Asked about Grisham's comments during a press conference Thursday, House Speaker Nancy Pelosi (D-Calif.) said the "language is nothing that surprises anyone."

"But they have to know when the White House speaks, those words weigh a ton, and they are giving encouragement to people to do things," added Pelosi, who said she has been targeted with threats as a result of Trump's rhetoric.

Grisham's remarks came just after Trump flaunted his acquittal by the Republican-controlled Senate at the National Prayer Breakfast in Washington, D.C. Thursday morning, waving around a print copy of USA Today with the all-caps headline "ACQUITTED" plastered across the front page.
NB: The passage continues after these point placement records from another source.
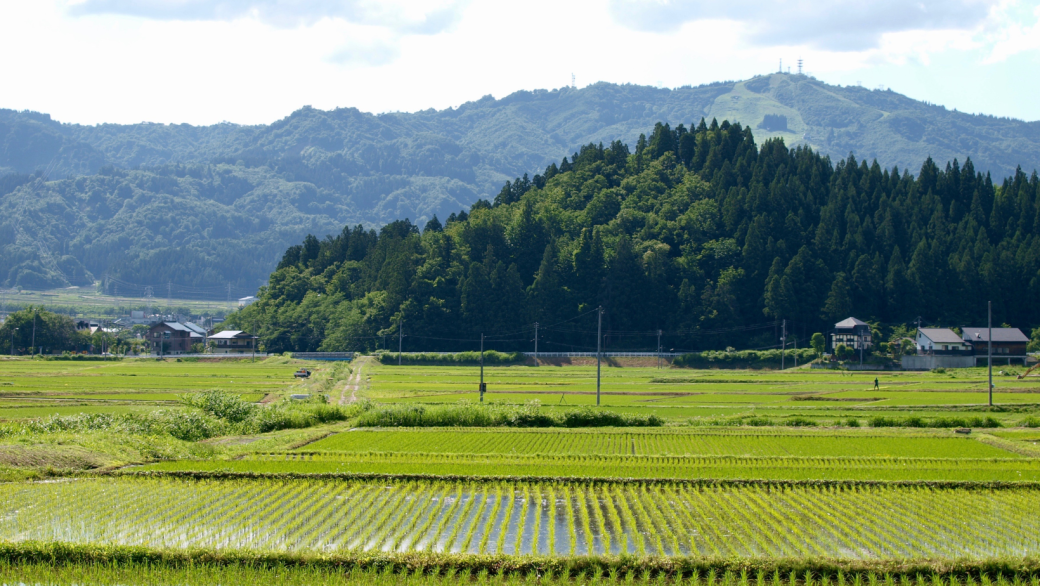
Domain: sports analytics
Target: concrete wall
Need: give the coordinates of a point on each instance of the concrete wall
(930, 362)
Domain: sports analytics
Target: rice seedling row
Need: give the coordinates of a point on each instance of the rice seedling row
(573, 518)
(637, 442)
(875, 468)
(441, 572)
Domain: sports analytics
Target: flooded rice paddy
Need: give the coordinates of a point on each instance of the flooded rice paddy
(539, 518)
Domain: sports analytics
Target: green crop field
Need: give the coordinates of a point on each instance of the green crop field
(653, 442)
(34, 388)
(692, 467)
(735, 467)
(706, 393)
(515, 517)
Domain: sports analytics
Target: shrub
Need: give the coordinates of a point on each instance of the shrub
(799, 422)
(221, 404)
(757, 422)
(743, 358)
(915, 422)
(468, 414)
(490, 357)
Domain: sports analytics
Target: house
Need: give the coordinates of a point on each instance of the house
(1008, 342)
(853, 333)
(941, 341)
(232, 341)
(91, 327)
(174, 337)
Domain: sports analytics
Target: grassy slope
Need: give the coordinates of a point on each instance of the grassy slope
(706, 395)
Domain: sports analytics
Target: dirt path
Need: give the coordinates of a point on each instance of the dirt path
(353, 383)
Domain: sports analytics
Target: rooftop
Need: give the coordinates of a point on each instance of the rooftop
(227, 334)
(999, 334)
(850, 323)
(941, 335)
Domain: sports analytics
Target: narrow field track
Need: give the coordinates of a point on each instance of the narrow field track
(544, 518)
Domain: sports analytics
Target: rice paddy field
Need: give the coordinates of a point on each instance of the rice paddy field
(705, 395)
(810, 493)
(554, 518)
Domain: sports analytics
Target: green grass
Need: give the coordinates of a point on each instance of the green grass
(668, 519)
(742, 442)
(694, 467)
(26, 412)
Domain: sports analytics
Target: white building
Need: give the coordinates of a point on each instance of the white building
(940, 340)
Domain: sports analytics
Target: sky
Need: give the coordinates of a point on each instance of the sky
(255, 61)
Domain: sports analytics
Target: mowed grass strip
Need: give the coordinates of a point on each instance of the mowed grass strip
(28, 412)
(692, 467)
(666, 519)
(60, 376)
(664, 442)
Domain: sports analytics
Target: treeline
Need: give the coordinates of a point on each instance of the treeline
(697, 232)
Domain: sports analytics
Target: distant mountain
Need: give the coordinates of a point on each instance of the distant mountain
(204, 206)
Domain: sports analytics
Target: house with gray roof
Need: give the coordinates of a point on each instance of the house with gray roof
(1008, 342)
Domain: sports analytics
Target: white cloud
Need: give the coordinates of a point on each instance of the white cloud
(406, 18)
(836, 25)
(257, 61)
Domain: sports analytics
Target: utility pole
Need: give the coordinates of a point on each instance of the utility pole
(536, 344)
(599, 353)
(658, 349)
(989, 350)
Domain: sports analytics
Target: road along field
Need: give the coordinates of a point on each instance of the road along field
(33, 388)
(751, 472)
(560, 518)
(711, 395)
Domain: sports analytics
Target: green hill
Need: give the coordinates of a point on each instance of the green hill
(204, 206)
(698, 232)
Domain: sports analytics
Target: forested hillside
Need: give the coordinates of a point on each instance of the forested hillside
(697, 232)
(203, 206)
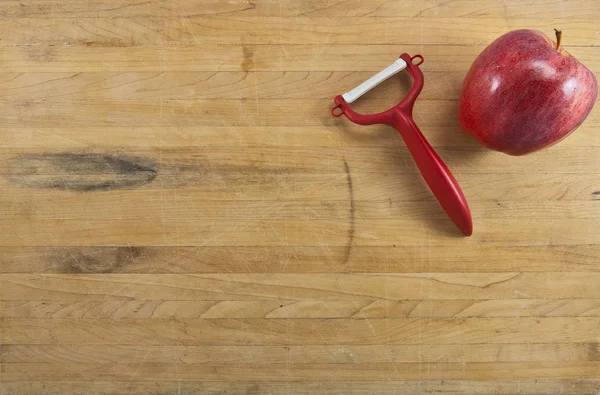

"As everybody knows, my family, our great country, and your president have been put through a terrible ordeal by some very dishonest and corrupt people," Trump said during his remarks at the event. "They have done everything possible to destroy us and, by so doing, very badly hurt our nation."

Trump went on to praise the 52 Republican senators who voted "not guilty," accuse House Speaker Nancy Pelosi (D-Calif.) of lying about her vows to pray for him, and brag about the stock market.

As Vanity Fair's Gabriel Sherman reported ahead of the Senate vote, Trump—seeking "revenge" for his impeachment—has begun compiling an "enemies list" that consists of Reps. Adam Schiff (D-Calif.), Jerry Nadler (D-N.Y.), and former national security adviser John Bolton, who congressional Democrats wanted to testify in the Senate trial on his first-hand knowledge of the president's effort to pressure Ukraine into launching investigations into his Democratic rivals.

"Trump, says a source, wants Bolton to be criminally investigated for possibly mishandling classified information," Sherman reported. "[Republican Sen. Mitt] Romney, Schiff, and Nadler are also in West Wing crosshairs."